評価:★★★★☆ 4.1
引き篭もり歴も十年と歴戦の勇士である鷹斗は、ある日、目が覚めるとリゾートアイランドに放置されていた。そばに落ちていたリュックサックにはサバイバル用のキットと、黒い手紙が一通。
あぁ、これは、アレだ。どうせ殺し合いをさせられるんだろう?
陳腐な設定だと鷹斗が鼻で笑いながら読んでみた手紙の内容は違った。
要約するならば「頑張って一年間生き残ってね? 暴力は嫌いです」。
こうしてデスゲームではないがサバイバルゲームでもない、一年間のサバイバルライフが幕をあける。

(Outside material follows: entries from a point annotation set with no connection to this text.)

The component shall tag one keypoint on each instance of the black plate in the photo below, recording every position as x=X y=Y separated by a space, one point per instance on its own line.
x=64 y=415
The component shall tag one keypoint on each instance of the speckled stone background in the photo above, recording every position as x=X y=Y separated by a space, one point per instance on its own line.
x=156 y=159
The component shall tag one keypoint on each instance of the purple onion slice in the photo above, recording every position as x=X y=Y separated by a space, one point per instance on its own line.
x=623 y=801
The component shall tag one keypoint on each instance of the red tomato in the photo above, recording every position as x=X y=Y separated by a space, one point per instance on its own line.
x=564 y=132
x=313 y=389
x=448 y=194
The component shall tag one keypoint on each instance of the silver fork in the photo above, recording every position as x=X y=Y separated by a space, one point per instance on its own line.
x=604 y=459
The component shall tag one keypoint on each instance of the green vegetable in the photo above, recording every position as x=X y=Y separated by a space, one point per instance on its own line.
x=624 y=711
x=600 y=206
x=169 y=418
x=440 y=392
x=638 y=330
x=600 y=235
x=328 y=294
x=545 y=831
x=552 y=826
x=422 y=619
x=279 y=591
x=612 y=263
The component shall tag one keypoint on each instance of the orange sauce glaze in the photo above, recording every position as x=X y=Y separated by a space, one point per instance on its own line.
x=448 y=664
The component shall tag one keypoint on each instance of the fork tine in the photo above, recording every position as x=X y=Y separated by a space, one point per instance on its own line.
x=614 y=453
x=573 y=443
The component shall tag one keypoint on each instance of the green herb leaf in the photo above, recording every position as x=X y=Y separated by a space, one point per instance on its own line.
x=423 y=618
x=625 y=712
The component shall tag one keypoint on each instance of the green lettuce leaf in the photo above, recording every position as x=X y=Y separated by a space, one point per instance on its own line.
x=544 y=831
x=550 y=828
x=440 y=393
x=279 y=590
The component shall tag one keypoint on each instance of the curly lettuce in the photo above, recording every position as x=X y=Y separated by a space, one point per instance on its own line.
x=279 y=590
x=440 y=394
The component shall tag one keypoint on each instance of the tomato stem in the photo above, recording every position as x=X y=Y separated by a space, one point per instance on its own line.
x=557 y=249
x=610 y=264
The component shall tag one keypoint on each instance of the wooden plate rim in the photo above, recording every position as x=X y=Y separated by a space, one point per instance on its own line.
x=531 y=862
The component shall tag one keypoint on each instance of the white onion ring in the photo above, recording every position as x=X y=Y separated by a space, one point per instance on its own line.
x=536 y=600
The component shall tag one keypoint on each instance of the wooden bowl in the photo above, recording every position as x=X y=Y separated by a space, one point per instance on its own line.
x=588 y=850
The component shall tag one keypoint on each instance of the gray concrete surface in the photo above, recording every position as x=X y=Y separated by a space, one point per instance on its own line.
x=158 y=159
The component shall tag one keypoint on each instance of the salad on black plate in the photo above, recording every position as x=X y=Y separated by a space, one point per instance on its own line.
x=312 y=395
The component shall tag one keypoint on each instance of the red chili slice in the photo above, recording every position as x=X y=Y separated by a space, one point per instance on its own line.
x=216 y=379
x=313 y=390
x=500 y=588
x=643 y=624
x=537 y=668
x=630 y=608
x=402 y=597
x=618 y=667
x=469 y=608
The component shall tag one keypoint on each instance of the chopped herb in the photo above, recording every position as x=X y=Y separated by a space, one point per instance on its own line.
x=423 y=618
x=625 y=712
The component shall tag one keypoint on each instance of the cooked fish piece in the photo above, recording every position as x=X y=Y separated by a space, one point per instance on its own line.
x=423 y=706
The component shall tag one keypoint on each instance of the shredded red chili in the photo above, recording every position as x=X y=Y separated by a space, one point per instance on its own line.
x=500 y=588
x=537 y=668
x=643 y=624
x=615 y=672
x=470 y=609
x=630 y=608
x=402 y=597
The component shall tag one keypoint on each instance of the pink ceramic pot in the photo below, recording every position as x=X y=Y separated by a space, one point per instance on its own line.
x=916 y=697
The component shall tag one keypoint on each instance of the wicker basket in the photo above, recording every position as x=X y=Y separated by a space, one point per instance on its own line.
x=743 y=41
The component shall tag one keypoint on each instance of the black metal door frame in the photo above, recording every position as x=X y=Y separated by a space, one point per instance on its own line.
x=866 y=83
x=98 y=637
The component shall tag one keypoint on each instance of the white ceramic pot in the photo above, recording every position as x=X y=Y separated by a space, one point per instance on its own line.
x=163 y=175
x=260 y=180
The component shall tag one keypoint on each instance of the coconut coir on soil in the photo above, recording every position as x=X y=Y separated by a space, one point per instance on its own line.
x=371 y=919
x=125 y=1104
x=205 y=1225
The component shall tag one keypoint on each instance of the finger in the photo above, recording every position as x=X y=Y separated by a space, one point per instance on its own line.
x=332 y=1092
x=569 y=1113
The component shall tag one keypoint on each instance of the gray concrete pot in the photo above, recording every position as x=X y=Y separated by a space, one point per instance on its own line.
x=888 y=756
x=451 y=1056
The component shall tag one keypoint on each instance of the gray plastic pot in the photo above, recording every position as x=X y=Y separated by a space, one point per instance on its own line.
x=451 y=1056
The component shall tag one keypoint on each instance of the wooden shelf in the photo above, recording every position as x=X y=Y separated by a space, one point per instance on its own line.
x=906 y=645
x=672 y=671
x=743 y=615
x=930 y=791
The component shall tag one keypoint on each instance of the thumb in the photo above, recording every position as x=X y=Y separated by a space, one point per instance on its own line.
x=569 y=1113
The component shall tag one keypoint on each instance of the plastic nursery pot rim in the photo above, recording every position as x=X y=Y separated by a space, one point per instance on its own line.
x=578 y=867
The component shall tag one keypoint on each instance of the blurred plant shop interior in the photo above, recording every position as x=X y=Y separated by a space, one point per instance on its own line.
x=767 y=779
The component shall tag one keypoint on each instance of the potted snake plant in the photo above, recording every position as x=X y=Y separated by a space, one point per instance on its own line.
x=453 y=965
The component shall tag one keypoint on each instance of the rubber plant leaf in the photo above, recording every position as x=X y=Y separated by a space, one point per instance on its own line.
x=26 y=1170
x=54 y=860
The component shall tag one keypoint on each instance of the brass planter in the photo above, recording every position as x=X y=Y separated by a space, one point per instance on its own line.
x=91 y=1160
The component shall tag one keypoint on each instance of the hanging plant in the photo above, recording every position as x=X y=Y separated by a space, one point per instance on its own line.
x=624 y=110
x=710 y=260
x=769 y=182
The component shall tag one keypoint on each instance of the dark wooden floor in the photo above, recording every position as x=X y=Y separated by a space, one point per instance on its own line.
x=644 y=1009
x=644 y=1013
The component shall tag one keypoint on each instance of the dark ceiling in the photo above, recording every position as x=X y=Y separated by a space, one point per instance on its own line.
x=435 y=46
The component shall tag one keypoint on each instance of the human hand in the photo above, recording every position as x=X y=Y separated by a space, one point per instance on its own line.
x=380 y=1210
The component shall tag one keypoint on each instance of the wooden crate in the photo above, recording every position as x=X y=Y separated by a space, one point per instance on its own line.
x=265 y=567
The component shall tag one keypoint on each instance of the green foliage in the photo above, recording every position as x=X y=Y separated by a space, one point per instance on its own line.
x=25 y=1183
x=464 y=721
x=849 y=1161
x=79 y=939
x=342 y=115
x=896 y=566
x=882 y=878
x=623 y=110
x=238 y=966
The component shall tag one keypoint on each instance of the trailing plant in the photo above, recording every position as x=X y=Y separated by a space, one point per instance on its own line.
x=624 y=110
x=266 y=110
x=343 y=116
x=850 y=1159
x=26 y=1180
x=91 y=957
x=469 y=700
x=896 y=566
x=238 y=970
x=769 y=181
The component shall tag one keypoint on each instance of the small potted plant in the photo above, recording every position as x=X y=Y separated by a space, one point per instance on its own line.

十年間、磨きぬいてきた脂肪は時には味方に、時には敵に、鷹斗のグルコサミン&コンドロイチンを探す冒険の一年が始まったのだった。
時代:未登録
舞台:未登録
雰囲気:未登録
展開:未登録
良くある非生産者を矯正施設に隔離したり放棄するものに近い作品ですが、珍しく日本らしい人道的な配慮が巡らされており正しく矯正しようとする意思が見られる設定。サバイバルものの中ではかなりのイージーモード。しかし、非生産的な人生を送ってきた人達にはそんなことにも気付けず様々な問題に衝突します。非生産者になるまでそれぞれに様々な人生を送ってきた島民達がどのように生きて死んでいくのか先が待ち遠しくなります。文章は基本的に軽く明るい調子で言葉遊びをする主人公の思考で展開されます。シリアスで辛い話題と主人公の語りによる明るい雰囲気、キャラ達の闇が見え隠れしながらも普通に生活している状況など様々なギャップが織りなす独特な世界観を持った作品です。一度引き込まれると癖になる独特な世界観をもつ先生の作品をどうぞお楽しみください!